Мечты прямое назначенье, Нам оживляющее рай, Не только в преувеличенье В том, что хватает через край, А в том, что в сердце нашем скрыто И обнажается сейчас, Чтоб быть единственной защитой От треска слишком трезвых фраз. И потому любой науке Не угоняться за мечтой, Когда она — добра порука И щеголяет красотой. Но мир вздохнет от облегченья, Когда раскроет тот секрет, Что для ее обозначенья Еще и формулы-то нет. Что в фосфорическом свеченье Мечтой обещанных времен Извечны поиски значенья Ее таинственных имен.

66

Написано в 1956 году в Калининской области. Входит в «Колымские тетради». Это — большое стихотворение, называвшееся «Недостоверная мечта»: то, что напечатано в «Шелесте листьев», — пятая часть стихотворения. Я сожалел сначала об этой хирургической операции, а потом пригляделся, чуть привык и холодно рассудил, что оставлено — лучшее, что в стихотворении было.
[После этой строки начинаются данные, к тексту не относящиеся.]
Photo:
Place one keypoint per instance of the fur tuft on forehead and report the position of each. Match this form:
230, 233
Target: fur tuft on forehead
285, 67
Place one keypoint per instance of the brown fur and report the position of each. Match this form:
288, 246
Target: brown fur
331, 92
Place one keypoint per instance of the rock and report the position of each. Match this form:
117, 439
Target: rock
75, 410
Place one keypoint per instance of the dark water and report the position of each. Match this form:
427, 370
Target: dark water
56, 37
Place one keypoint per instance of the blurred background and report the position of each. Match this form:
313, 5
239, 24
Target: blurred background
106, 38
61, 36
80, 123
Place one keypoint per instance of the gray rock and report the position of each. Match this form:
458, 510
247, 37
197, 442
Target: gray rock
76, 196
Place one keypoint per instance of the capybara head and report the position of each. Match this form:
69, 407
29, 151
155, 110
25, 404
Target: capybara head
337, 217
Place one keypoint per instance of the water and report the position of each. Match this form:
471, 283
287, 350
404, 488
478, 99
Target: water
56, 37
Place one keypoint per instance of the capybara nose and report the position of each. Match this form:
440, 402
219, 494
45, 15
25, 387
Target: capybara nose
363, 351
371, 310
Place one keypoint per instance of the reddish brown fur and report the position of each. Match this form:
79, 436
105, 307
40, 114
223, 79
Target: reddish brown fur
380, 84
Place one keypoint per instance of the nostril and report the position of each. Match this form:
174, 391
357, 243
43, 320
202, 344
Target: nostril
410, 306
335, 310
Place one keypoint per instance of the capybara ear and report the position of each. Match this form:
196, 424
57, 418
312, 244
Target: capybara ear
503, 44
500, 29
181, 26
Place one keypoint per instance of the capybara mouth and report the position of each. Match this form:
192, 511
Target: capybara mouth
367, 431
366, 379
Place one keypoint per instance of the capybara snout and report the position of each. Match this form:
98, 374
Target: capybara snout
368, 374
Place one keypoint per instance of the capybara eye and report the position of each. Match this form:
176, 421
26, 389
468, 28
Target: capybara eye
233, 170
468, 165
Многословие многих колымских моих стихов объясняется тем, что стихи сочинялись в самой неподходящей обстановке, а возникновение, появление требовало немедленной фиксации, пусть в несовершенном, неожиданном виде, лишь бы это все закрепилось, и я смог бы к этим стихам, к этой работе вернуться. Я должен был освободить мозг немедленно.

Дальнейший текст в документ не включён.